Just dropping this here for now. Clearly bears on the design & engineering of robowaifu 'minds'. https://channelmcgilchrist.com/matter-with-things/
We should curating a list of people or groups working on cognitive architectures, especially ones which are Open Source: - OpenCog (Ben Goerzel): https://www.youtube.com/watch?v=NLHTlWwtB-o - Dave Shapiro (Raven Project): https://github.com/daveshap/raven/wiki/David-Shapiro's-work-around-Cognitive-Architectures-and-AGI - Nicolas Gatien: https://youtube.com/playlist?list=PLNTtAAr7fb6a_rb_vZj5dj6Npo-Grz0bg - I think there was someone working on an interesting architecture years ago. Someone related to IBM Watson, and he released a book which I wanted to buy later (now), but I can't find the topic anymore. I think it was David Ferrucci, but the books and papers of him I find are not the ones I want. Well, too bad.

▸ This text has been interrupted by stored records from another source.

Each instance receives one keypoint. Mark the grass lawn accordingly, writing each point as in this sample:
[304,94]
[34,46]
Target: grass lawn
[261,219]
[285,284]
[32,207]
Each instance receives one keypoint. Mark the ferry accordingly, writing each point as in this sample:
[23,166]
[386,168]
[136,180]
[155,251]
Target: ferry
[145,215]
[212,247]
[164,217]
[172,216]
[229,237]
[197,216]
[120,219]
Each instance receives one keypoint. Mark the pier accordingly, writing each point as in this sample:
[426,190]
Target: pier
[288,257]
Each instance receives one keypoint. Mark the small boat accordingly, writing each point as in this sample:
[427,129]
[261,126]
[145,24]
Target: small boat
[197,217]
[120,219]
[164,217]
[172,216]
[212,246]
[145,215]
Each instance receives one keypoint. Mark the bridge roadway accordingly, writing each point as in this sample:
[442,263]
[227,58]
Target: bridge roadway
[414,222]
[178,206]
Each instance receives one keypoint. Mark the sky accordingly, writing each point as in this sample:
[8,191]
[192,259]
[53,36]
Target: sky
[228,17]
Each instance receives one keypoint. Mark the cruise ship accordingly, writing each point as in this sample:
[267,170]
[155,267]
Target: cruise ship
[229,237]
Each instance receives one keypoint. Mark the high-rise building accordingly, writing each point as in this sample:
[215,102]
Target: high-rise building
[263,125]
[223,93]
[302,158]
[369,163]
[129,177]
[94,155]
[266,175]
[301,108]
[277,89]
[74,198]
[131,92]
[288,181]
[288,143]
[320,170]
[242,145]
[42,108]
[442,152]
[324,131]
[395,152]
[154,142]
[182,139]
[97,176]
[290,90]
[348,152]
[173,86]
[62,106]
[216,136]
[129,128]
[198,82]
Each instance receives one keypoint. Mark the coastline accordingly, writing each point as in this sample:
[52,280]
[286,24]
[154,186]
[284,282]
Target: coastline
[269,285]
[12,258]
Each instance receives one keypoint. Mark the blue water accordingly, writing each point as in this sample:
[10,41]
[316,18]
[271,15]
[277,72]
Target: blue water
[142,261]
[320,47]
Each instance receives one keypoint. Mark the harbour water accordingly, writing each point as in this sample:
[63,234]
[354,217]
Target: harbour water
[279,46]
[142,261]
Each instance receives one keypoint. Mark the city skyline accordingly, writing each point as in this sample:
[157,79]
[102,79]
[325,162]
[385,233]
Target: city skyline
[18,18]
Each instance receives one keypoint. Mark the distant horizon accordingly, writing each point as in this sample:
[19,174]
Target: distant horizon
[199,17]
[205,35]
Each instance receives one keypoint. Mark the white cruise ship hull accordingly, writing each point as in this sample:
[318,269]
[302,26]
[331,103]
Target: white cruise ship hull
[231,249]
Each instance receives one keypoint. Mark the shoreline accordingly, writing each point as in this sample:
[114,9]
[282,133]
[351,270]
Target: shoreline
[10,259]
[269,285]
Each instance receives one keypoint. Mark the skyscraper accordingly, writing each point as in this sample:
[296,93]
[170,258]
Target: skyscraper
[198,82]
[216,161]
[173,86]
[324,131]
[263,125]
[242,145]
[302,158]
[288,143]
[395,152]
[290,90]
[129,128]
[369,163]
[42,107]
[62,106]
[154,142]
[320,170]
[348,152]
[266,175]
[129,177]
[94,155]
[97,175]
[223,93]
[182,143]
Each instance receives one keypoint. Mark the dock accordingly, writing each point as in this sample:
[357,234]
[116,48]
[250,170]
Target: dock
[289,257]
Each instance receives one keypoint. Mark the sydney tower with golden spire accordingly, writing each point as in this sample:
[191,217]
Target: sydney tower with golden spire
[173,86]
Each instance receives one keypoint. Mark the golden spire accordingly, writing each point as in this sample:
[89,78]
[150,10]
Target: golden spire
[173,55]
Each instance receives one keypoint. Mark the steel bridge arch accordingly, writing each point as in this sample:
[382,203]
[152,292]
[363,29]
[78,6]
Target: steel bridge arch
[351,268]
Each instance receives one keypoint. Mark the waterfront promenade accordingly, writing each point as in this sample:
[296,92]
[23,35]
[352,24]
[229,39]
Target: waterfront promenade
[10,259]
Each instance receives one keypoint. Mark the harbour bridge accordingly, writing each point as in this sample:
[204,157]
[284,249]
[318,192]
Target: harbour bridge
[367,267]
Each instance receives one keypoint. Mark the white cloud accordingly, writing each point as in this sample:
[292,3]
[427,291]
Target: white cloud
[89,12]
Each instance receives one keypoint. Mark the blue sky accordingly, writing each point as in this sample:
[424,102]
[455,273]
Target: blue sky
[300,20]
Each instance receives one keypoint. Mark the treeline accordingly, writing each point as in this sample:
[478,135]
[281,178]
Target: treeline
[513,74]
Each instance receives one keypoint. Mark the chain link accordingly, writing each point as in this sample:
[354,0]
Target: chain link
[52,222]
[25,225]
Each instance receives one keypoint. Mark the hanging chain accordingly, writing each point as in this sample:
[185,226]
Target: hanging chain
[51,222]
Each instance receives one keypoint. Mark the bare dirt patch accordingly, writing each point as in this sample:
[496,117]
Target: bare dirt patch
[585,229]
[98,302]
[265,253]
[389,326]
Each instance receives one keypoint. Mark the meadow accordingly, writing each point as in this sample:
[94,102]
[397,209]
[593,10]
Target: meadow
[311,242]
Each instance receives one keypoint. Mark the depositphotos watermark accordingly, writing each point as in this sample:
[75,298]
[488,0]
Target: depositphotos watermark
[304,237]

>>23791 >Cognitive Architecture Just some notes of mine. Sadly, I lost my other paper with some notes which I made after listening to some podcasts.
>>23794 Thanks. This sort of stuff is useful. I have all sorts of text files saved on all sorts of stuff wit cheap sheet type data and notions I have, some bizarre. Over time if you don't write this stuff down you forget it. Even a few notes can sometimes trigger a good mental framework.
>>23795 We'll need to go through all these threads here and through all bookmarks and make notes and draw diagrams. Maybe also using some LLM to help with that. I will certainly work on that as soon as I have my K80.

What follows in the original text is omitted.